You know how the story ends. Fritzsche picked Nebraska.

What you may have figured — because schools are good at spinning this narrative — is Clemson, in the last 24 hours before signing day, landed a commitment from some other offensive line prospect who took Fritzsche’s spot.

Actually, as Austin understands it, Fritzsche told Clemson no on Tuesday night. Then the Tigers extended a scholarship offer to another tackle. Austin said Nebraska did not have an “offerable” grade on that player. When Austin saw that offer go out, he figured NU had kept Fritzsche in the fold. But he didn’t know for sure until signing day, and Fritzsche was one of the last players to sign.

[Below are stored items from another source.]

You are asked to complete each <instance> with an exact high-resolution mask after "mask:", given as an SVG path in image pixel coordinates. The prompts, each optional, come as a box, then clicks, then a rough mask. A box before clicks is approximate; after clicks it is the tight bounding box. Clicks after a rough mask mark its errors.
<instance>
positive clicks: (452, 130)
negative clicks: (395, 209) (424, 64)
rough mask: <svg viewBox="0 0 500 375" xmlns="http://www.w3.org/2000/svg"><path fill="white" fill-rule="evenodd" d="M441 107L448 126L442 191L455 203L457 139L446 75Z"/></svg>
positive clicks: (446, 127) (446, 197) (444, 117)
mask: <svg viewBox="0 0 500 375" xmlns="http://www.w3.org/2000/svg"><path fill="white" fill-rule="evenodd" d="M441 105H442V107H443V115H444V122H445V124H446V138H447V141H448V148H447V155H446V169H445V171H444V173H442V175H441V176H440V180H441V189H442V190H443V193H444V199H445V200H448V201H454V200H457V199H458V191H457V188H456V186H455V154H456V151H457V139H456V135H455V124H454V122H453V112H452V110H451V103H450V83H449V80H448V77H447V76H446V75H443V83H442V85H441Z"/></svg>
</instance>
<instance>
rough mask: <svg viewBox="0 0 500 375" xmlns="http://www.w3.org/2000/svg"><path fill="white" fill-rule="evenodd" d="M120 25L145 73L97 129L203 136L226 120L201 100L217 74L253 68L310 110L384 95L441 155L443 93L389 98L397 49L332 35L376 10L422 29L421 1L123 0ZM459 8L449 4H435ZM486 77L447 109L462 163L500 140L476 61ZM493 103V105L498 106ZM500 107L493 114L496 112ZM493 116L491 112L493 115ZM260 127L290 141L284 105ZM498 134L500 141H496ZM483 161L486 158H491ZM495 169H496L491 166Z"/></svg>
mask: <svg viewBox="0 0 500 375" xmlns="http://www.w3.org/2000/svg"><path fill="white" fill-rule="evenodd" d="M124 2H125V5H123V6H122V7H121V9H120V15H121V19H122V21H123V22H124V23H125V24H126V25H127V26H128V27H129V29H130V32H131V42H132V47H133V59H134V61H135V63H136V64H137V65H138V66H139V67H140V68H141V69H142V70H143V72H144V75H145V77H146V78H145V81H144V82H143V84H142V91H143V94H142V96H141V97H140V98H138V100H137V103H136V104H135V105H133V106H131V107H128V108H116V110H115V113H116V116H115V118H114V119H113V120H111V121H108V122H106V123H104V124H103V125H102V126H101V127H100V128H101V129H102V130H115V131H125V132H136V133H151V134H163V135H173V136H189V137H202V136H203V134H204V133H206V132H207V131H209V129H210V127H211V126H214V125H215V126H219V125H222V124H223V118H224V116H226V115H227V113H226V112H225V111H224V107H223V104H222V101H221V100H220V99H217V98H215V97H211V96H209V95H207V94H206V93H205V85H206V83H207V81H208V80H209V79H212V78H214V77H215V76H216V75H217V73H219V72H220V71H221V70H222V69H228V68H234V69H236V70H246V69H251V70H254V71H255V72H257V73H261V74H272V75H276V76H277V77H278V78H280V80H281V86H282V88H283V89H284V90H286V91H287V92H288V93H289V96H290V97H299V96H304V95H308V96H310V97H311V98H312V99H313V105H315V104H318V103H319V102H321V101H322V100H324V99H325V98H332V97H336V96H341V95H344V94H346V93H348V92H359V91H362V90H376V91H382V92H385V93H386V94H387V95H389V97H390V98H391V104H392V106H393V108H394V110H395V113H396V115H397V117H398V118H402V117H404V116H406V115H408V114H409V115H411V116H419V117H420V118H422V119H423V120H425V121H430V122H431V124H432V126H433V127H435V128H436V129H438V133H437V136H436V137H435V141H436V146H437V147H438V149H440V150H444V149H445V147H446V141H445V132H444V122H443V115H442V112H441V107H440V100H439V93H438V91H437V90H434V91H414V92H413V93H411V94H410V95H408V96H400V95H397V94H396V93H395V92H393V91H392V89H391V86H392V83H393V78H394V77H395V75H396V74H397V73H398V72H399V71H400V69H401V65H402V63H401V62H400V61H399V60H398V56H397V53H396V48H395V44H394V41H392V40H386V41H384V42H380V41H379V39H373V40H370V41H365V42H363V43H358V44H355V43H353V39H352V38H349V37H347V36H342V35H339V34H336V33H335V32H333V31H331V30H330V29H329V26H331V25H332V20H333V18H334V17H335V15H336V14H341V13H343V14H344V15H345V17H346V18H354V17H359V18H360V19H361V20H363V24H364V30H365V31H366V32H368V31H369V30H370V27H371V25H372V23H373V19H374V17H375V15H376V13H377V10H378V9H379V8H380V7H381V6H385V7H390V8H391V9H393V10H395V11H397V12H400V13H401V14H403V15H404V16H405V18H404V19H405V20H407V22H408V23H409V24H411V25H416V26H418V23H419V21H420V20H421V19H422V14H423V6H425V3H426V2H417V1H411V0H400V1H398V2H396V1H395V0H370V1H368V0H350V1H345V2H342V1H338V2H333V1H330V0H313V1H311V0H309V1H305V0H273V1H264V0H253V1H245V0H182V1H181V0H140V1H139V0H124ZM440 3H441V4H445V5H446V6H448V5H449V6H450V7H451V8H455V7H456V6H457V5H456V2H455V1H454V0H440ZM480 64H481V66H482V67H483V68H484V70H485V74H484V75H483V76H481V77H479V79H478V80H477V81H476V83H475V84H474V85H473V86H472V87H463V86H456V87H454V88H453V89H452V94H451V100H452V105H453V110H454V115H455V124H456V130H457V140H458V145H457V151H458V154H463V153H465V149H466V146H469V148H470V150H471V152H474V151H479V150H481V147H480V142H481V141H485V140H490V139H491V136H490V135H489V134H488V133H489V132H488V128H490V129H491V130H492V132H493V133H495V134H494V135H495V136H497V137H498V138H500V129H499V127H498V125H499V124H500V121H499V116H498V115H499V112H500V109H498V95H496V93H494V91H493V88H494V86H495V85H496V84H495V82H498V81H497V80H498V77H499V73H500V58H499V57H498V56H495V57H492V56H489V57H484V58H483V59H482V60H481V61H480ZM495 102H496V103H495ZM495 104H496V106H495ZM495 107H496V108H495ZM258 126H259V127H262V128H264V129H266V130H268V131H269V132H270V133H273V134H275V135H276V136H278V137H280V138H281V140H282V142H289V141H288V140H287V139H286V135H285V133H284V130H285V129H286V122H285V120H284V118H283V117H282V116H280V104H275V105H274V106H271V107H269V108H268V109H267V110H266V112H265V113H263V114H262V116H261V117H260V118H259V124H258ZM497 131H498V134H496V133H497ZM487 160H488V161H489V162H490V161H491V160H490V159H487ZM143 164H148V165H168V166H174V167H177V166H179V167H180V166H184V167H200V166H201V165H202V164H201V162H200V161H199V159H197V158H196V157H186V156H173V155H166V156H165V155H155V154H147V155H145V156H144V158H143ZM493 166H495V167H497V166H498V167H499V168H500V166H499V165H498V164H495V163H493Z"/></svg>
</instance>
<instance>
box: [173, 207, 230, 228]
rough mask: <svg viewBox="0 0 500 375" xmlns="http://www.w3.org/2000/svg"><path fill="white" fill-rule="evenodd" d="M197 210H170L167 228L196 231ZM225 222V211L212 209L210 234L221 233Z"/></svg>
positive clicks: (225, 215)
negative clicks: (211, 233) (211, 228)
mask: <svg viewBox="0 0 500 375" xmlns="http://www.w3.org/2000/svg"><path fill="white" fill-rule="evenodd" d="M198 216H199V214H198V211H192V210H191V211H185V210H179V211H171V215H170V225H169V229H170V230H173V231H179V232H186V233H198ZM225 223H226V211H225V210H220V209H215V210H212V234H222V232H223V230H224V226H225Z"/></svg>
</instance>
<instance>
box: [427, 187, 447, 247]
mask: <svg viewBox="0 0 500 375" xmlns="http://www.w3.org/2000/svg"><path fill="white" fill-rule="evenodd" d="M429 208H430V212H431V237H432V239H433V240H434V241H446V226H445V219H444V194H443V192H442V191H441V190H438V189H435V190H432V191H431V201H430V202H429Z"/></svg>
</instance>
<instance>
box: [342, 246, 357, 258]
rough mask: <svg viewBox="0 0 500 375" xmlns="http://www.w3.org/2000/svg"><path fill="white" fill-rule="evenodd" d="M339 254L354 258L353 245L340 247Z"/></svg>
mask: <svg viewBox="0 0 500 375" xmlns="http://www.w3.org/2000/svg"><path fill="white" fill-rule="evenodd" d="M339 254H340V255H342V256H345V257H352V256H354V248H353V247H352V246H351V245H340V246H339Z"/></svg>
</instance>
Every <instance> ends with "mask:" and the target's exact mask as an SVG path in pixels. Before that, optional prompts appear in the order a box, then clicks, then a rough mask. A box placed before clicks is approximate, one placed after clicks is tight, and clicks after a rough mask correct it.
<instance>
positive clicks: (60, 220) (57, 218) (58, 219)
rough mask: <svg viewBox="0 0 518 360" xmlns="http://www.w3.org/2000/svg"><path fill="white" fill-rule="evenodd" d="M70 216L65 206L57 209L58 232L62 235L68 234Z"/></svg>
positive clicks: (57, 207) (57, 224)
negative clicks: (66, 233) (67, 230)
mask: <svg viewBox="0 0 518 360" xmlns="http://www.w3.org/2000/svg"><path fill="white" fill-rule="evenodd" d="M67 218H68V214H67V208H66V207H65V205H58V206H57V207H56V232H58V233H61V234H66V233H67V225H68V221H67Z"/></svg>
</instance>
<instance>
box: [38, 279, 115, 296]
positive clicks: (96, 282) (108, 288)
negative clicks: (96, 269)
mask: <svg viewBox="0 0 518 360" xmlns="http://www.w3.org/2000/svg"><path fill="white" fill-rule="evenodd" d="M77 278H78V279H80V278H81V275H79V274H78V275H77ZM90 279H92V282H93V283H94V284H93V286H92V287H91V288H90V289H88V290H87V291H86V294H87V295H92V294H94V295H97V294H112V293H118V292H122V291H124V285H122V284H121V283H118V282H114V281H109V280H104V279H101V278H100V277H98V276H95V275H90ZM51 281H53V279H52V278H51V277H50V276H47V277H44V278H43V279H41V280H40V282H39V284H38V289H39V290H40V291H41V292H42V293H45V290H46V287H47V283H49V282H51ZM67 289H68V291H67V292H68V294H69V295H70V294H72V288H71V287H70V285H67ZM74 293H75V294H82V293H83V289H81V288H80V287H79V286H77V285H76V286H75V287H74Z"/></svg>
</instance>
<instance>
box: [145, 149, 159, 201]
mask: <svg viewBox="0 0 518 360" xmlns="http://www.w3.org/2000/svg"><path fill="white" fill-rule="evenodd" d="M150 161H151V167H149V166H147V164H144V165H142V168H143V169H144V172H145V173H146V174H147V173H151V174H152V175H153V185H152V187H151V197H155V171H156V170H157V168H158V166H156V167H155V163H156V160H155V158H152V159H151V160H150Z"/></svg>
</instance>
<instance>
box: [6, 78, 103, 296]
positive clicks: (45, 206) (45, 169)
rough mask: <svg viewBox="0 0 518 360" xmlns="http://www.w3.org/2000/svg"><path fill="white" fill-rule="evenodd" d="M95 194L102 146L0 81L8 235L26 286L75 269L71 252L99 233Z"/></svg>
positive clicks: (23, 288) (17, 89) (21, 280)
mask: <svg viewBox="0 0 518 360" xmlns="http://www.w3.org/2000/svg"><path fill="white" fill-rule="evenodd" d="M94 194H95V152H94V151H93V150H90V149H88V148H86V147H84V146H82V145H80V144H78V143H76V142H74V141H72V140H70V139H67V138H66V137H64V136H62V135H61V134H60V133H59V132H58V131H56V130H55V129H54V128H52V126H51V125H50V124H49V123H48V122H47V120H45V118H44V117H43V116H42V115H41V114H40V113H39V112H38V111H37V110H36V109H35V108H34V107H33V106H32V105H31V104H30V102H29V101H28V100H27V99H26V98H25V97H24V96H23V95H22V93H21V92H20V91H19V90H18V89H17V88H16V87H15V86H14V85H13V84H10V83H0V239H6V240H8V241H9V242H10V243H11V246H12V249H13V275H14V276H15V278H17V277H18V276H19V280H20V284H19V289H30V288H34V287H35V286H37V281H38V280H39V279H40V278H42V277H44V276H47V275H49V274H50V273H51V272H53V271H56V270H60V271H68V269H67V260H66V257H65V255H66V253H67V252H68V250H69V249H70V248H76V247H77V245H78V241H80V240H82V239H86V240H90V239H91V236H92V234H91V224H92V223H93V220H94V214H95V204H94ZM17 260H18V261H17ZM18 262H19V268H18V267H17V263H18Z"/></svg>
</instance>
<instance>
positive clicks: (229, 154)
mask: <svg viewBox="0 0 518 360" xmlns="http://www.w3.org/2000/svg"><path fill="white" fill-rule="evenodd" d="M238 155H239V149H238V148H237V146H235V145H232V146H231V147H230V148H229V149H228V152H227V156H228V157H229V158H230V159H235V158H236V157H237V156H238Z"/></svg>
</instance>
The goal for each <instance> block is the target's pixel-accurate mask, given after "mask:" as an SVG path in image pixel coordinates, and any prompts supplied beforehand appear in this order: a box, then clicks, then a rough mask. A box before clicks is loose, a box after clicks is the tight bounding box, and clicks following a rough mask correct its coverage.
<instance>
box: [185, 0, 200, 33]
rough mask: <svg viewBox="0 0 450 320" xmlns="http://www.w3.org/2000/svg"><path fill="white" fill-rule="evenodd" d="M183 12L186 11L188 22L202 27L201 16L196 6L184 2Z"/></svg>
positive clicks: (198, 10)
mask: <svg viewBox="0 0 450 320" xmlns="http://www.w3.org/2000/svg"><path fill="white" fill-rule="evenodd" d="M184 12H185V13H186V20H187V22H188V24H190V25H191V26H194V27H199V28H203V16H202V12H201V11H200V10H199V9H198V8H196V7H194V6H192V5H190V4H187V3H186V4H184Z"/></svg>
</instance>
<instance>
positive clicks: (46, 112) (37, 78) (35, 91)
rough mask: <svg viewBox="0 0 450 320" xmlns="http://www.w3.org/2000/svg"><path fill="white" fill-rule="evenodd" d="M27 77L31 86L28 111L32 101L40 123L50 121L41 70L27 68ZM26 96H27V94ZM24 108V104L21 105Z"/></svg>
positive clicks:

“He’s going to be a good player,” Austin said. “I’m excited for him. It’s going to be fun.”

Austin now turns his attention to spring football, and he already has plans he’s not ready to divulge for some “shuffling around” of linemen. He’d like to see more players get cross-trained at various positions to create competition. When asked about center — where starters Tanner Farmer and Cole Conrad were seniors — he rattles off the names of Cameron Jurgens, Hunter Miller, Trent Hixson, Will Farniok and AJ Forbes as possibilities. And there may be more.

The line will for sure have more depth, Austin said. And more competitiveness.

“We’re training guys to go out there, execute their blocks and kick people’s ass all over the field,” Austin said. “I don’t care who it is.”